Il genio di Michelangelo Antonioni come chiave per analizzare la vita

Blow up

Avete presente quando sentite fortemente il bisogno di pensare a qualcosa ma niente vi sembra più interessante che ascoltare l’estraneo che vi siede accanto? Non so voi, ma a me succede sempre. Questo non fa della mia persona un’impicciona o un invadete, semplicemente la mia fantasia e la mia immaginazione hanno necessità di essere alimentate e da mia esperienza posso affermare che non c’è piatto più prelibato e nutriente che un minestrone di affari degli altri. Ma di altri davvero sconosciuti, non del vicino di casa o del collega d’ufficio, gli altri che intendo io devono essere persone mai viste prima, ininfluenti quanto un quadro senza firma, una lettera anonima, una foto di un paesaggio trovata in un vecchio cassetto scattata non si sa quando, dove e da non si sa chi.


Cosa voleva rappresentare quel pittore? A chi è dedicata la lettera e cosa di quel paesaggio è sembrato tanto bello a chi lo ha voluto immortalare in una fotografia? Non importa, ciò che importa è ciò che noi vogliamo rubare da quella tela, da quel pensiero e da quello scatto. Ciò che suscita in noi e ci fa scavare nell’immaginazione alla ricerca di uno stimolo. Questo e semplicemente questo è ciò che intendo per “farsi gli affari degli altri” e modellarli a nostro piacere e bisogno.

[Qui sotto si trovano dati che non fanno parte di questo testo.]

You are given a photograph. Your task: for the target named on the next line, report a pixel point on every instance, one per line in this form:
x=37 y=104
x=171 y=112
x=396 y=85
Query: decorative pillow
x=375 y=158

Insomma, ero lì seduta in metropolitana ed affianco a me c’erano due tizi, uno che parlava ed uno che ascoltava. Attratta da un cartello pubblicitario di una ditta di onoranze funebri che informava i più “sfortunati” dello sconto sulle bare ecologiche, non avevo assolutamente fatto caso che i due tizi affianco a me fossero fotografi impegnati in una noiosa disquisizione sull’importanza del loro mestiere.

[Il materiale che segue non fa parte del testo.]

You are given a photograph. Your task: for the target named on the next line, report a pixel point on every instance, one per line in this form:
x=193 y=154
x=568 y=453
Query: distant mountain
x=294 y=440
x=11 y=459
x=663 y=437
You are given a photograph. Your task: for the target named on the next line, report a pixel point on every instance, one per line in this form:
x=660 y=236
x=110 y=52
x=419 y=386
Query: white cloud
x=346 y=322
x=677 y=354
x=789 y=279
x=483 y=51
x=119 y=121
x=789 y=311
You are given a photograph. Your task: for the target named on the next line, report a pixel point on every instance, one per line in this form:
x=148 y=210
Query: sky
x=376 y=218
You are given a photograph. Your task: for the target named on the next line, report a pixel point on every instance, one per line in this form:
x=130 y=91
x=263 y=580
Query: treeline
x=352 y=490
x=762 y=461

Ad un certo punto però uno affermò una cosa tanto banale quanto stranamente interessante. Aveva gli occhiali tondi, il berretto a cuffietta e due baffi che gli donavano almeno una decina di anni in più e disse: “ i quadri non rappresentano la realtà, le fotografie si, questo rende unico il nostro lavoro. Unico ed intramontabile”.

Sentendo senza volerlo affermare tale oscenità, mi voltai di scatto e porsi l’orecchio nella giusta direzione per non perdermi neppure una delle altre tesi del geniale omino-cuffietta. Ahimè non ne uscirono di altrettanto “brillanti” ma mi feci bastare questa per stimolare la mia nuova ricerca.

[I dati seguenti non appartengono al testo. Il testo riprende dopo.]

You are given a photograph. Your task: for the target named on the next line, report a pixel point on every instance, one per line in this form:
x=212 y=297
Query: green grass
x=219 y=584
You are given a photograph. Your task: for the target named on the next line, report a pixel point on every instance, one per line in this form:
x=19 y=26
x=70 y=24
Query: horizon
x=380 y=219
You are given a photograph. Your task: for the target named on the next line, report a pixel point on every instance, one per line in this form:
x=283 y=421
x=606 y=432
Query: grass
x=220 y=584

Sillogismi di chissà quale tipo mi fecero associare alla banale tesi del fotografo baffuto, nell’immediato istante in cui pronunciò l’ultima parola del superbo “aforisma”, un’antitesi forse altrettanto banale ma incommensurabilmente personale. Pensai a Blow Up, quindi al pensiero del regista Antonioni e perciò alla sua concezione di realtà sfuggente e cronica mentitrice, che cela alle sue spalle un essenza inconoscibile.

Antonioni si sa, non è un regista da prendere sottogamba, è uno dei nomi del Cinema Italiano più amati e stimati internazionalmente. Il suo esordio nel grande schermo ha segnato la fine del Neorealismo e la nascita di una nuova stagione nella Settimana Arte, poiché scelse di indagare un mondo a lungo rimasto escluso dall’occhio cinematografico, il mondo dell’alienazione borghese e dell’incomunicabilità.

Se Luigi Pirandello seppe insegnarci attraverso la letteratura ed il teatro che ogni realtà è un inganno, Antonioni riuscì a fare altrettanto attraverso film come Blow Up (1966), un’opera filosofica che indaga tematiche come l’impotenza dell’individuo difronte alla manipolazione della realtà, la negazione del potere probatorio della testimonianza oculare e la totale ambiguità del dato percepibile.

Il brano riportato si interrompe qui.